A GPT-Style Decoder-Only Transformer Language Model Built Completely From Scratch Using TensorFlow

PythonTensorFlowKerasNumPyMatplotlibNLPGPTAttentionLicense

A complete implementation of a GPT-style Transformer architecture built from scratch using TensorFlow, featuring custom Multi-Head Self Attention, Positional Encoding, Causal Masking, Hyperparameter Tuning, Text Generation, and Attention Visualization.


Table of Contents

  • Overview
  • Motivation
  • Key Features
  • Architecture Overview
  • Transformer Components
  • Project Structure
  • Dataset
  • Training Pipeline
  • Hyperparameter Tuning
  • Text Generation
  • Attention Visualization
  • Installation
  • Project Setup
  • Running The Project
  • Results
  • Technologies Used
  • Future Improvements
  • Learning Outcomes
  • References
  • License
  • Author

Overview

ShakespeareGPT is a decoder-only Transformer Language Model inspired by modern GPT architectures and the groundbreaking paper:

Attention Is All You Need (Vaswani et al., 2017)

The project implements the complete Transformer pipeline manually without relying on TensorFlow's built-in MultiHeadAttention layer.

Every major Transformer component has been implemented from scratch, including:

  • Scaled Dot Product Attention
  • Multi Head Self Attention
  • Sinusoidal Positional Encoding
  • Causal Attention Masking
  • Feed Forward Networks
  • Residual Connections
  • Layer Normalization
  • Autoregressive Text Generation
  • Hyperparameter Optimization
  • Attention Visualization

The model is trained on Shakespeare's literary works and learns to generate text one character at a time in an autoregressive fashion.

Unlike high-level implementations that hide important details behind library abstractions, ShakespeareGPT focuses on understanding how modern Large Language Models work internally.

The objective of this project is not merely to generate text but to provide a practical implementation of the concepts that power systems such as:

  • GPT
  • GPT-2
  • GPT-3
  • GPT-4
  • Claude
  • Gemini
  • LLaMA

while maintaining complete transparency over every architectural component.


Motivation

Large Language Models have fundamentally transformed Natural Language Processing and Generative AI.

Modern systems are built upon Transformer architectures that utilize attention mechanisms to learn long-range dependencies and contextual relationships within text.

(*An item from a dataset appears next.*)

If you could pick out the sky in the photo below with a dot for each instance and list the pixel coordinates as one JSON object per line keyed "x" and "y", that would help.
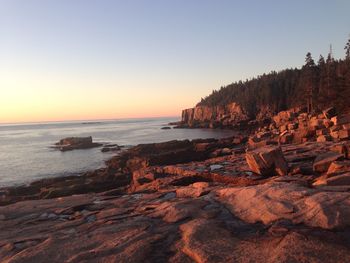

While many developers use pre-trained models through APIs, relatively few understand how these models operate internally.

The goal of ShakespeareGPT is to bridge that gap by building a complete Transformer architecture from first principles.

This project was developed to answer questions such as:

  • How does self-attention actually work?
  • Why are Transformers more effective than RNNs and LSTMs?
  • How do GPT models generate coherent text?
  • What role does positional encoding play?
  • Why is causal masking necessary?
  • How can attention maps be visualized and interpreted?
  • How can hyperparameter tuning improve model performance?

By implementing every major component manually, ShakespeareGPT provides a deeper understanding of modern language modeling systems.


Key Features

Transformer Architecture

  • GPT-Style Decoder-Only Architecture
  • Custom Multi-Head Self Attention
  • Scaled Dot Product Attention
  • Sinusoidal Positional Encoding
  • Causal Masking
  • Layer Normalization
  • Residual Connections
  • Feed Forward Networks
  • GELU Activation Function

Training Infrastructure

  • TensorFlow Dataset Pipeline
  • Dynamic Sequence Generation
  • Efficient Data Streaming
  • Automatic Checkpoint Saving
  • Early Stopping
  • TensorBoard Integration
  • Validation Monitoring
  • Perplexity Tracking

Hyperparameter Optimization

  • Keras Tuner Integration
  • Automatic Architecture Search
  • Embedding Dimension Optimization
  • Transformer Depth Optimization
  • Attention Head Optimization
  • Feed Forward Dimension Optimization
  • Learning Rate Optimization
  • Dropout Optimization

Text Generation

  • Prompt-Based Generation
  • Temperature Sampling
  • Top-K Sampling
  • Top-P (Nucleus) Sampling
  • Configurable Generation Length
  • Autoregressive Decoding

Visualization

  • Attention Heatmap Generation
  • Attention Head Inspection
  • Layer-wise Attention Analysis
  • Transformer Interpretability Tools

Architecture Overview

ShakespeareGPT follows a decoder-only Transformer architecture similar to GPT-style language models.

The model receives a sequence of characters and learns to predict the next character given all previous characters.

  Input Characters
        │
        ▼
Character Embedding
        │
        ▼
Positional Encoding
        │
        ▼
Transformer Block × N
        │
        ▼
Layer Normalization
        │
        ▼
Vocabulary Projection
        │
        ▼
     Softmax
        │
        ▼
Next Character Prediction

The architecture is specifically designed for autoregressive language modeling where each prediction depends only on previously observed characters.


Transformer Components

Character Embeddings

Each input character is mapped into a dense vector representation.

Example:

A → [0.23, -0.81, 0.52, ...]
B → [-0.14, 0.91, -0.44, ...]
C → [0.77, -0.31, 0.12, ...]

These learned embeddings allow the model to represent semantic relationships between characters.


Positional Encoding

Transformers process all tokens simultaneously.

Unlike recurrent architectures, they do not inherently understand sequence order.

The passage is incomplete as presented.